When I was a newer swing dancer dancing in Overland Park, KS, Randy, a scene regular, told me I needed to go to the pimp store for new dance duds. As he or another male dancer told me (memory fades after 20+ years), every swing dancer needed a pimp store. It’s where you get your zoot suit, flashy ties, snazzy suspenders and sweet shoes.
And Harold Pener’s was the go-to spot in Kansas City for the white jitterbuggers hopping on the neo-swing craze. Harold Pener’s was also the go-to destination for Black men wanting to look their best for church, Kansas City Two-Step parties and other functions important in their lives.

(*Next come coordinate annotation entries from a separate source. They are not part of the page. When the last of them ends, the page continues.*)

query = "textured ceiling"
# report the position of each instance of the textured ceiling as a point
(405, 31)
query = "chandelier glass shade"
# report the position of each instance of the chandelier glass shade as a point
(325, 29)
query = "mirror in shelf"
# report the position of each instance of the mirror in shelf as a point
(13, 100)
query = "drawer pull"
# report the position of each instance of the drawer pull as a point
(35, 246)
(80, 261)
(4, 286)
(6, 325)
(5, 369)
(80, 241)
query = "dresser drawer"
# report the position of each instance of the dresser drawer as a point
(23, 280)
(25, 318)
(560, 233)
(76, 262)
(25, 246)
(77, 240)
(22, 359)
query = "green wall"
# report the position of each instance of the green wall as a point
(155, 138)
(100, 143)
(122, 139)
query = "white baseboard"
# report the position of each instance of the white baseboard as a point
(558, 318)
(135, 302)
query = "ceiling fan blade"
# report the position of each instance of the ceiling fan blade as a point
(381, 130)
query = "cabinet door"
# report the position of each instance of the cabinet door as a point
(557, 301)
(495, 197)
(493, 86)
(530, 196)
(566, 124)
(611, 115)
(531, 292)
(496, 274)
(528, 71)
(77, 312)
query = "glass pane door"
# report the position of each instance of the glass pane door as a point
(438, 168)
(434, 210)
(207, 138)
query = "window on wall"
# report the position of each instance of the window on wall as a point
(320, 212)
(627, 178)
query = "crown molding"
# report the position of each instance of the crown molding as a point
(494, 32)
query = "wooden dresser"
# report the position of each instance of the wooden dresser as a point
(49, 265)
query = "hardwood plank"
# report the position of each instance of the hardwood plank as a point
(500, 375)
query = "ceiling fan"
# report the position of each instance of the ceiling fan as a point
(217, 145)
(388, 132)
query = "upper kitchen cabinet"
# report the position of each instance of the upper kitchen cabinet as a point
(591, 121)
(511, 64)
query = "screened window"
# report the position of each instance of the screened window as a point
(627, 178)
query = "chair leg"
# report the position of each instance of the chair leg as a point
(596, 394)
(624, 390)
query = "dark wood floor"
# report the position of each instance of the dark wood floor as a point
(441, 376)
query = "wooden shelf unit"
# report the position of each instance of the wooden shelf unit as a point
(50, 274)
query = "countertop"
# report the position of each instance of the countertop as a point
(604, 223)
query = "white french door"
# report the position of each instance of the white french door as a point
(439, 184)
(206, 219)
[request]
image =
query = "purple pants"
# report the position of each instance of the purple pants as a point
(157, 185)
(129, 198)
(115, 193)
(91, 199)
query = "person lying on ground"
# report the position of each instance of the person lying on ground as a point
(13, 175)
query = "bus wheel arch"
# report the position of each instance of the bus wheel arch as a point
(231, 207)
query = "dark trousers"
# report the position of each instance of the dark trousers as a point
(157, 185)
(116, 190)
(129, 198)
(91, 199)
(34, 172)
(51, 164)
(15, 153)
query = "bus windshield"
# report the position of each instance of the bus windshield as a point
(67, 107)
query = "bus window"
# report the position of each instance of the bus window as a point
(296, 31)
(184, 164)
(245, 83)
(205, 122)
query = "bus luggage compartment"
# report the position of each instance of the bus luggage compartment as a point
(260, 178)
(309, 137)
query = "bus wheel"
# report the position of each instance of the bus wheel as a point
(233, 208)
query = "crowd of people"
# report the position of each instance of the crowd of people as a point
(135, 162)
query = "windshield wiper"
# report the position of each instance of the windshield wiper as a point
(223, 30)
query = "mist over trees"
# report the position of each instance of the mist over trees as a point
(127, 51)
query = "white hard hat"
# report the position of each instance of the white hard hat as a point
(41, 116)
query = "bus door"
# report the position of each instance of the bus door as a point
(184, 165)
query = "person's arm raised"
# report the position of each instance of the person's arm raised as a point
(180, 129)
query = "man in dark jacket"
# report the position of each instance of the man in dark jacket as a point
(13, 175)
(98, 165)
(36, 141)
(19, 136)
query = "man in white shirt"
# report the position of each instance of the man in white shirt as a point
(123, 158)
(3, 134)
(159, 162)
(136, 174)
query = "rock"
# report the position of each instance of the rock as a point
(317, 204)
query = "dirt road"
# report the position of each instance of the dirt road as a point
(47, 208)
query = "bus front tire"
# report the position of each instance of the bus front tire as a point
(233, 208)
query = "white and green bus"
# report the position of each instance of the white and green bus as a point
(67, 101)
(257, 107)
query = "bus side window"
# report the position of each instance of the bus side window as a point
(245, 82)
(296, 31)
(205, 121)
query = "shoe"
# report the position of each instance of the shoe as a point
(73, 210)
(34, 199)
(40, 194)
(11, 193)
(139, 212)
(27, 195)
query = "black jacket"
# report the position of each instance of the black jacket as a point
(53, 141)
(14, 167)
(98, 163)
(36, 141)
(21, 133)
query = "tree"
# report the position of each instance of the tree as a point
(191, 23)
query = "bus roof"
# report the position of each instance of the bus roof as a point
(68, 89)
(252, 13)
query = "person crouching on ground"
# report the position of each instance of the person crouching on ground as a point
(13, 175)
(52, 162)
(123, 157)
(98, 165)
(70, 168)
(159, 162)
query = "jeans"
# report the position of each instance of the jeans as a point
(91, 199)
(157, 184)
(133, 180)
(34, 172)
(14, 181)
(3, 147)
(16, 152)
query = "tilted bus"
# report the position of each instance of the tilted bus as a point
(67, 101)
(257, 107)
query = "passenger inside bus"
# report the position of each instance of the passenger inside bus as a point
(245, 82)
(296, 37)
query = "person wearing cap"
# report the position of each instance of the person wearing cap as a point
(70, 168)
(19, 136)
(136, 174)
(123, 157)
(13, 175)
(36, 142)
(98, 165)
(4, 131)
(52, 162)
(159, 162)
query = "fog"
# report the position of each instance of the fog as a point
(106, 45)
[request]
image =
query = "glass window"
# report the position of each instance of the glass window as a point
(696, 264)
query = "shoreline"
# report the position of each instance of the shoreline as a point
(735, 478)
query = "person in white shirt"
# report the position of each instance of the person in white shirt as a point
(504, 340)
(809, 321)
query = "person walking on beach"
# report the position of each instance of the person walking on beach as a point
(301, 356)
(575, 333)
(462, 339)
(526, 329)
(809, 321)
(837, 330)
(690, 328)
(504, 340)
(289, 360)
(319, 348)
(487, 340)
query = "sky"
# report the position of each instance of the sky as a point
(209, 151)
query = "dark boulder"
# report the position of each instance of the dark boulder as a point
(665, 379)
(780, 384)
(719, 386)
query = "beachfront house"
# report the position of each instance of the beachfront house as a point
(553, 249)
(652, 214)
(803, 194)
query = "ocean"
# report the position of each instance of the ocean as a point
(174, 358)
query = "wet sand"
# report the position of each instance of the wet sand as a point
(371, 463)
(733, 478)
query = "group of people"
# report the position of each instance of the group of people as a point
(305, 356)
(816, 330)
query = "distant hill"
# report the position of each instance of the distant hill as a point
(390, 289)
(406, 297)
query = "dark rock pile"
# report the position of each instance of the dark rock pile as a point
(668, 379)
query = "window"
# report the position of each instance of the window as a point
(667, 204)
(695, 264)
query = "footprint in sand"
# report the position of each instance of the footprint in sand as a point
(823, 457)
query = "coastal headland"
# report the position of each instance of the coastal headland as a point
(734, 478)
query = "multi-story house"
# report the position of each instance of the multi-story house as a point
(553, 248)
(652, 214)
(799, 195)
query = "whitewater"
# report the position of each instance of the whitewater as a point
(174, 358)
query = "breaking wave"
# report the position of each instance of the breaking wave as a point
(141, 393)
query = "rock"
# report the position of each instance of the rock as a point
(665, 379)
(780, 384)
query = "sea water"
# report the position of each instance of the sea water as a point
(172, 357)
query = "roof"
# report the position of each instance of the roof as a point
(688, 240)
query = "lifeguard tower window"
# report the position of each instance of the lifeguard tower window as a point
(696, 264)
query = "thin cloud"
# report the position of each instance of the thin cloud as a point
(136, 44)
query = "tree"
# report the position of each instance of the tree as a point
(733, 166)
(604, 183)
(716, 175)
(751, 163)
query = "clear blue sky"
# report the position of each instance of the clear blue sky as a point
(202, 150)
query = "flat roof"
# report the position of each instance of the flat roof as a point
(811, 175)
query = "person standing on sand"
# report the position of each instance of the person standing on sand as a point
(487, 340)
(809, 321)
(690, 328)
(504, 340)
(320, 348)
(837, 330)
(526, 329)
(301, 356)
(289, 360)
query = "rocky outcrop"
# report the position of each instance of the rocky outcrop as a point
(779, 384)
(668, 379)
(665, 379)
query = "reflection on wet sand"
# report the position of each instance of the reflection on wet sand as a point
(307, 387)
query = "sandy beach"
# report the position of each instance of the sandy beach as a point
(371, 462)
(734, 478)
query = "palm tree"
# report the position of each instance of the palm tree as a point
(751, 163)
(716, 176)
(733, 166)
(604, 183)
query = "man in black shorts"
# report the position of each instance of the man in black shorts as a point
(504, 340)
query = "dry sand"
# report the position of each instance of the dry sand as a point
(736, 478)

So not only was I engaging in appropriating a Black dance form, Lindy Hop, I was costuming myself in Black culture’s clothing while engaging in derogatory terms for fashionable Black men.
It’s interesting when the present (see above) can elicit memories that cause you to analyze your previous choices. Some of the reasons for my choices then was peer pressure, desiring to fit in and having a lack of curiosity so I cosplayed Blackness. In reality, I was participating in something that was meant to be punk that became “small c conservative” according to this podcast hosted by Slate.
And you see the conservatism play out when swing school organizers choose teaching east coast swing, jitterbug or swing because, as they explain, that’s what the audience is most familiar with and it’s more inclusive this way. Dr. Thomas DeFrantz said it a talk for CVFC '- “Dance is technology transforming dehumanization into joy but Black people can’t hold the patent.” It’s about time swing dance school organizers honor Black culture rather than stripping cultural meaning from their creations.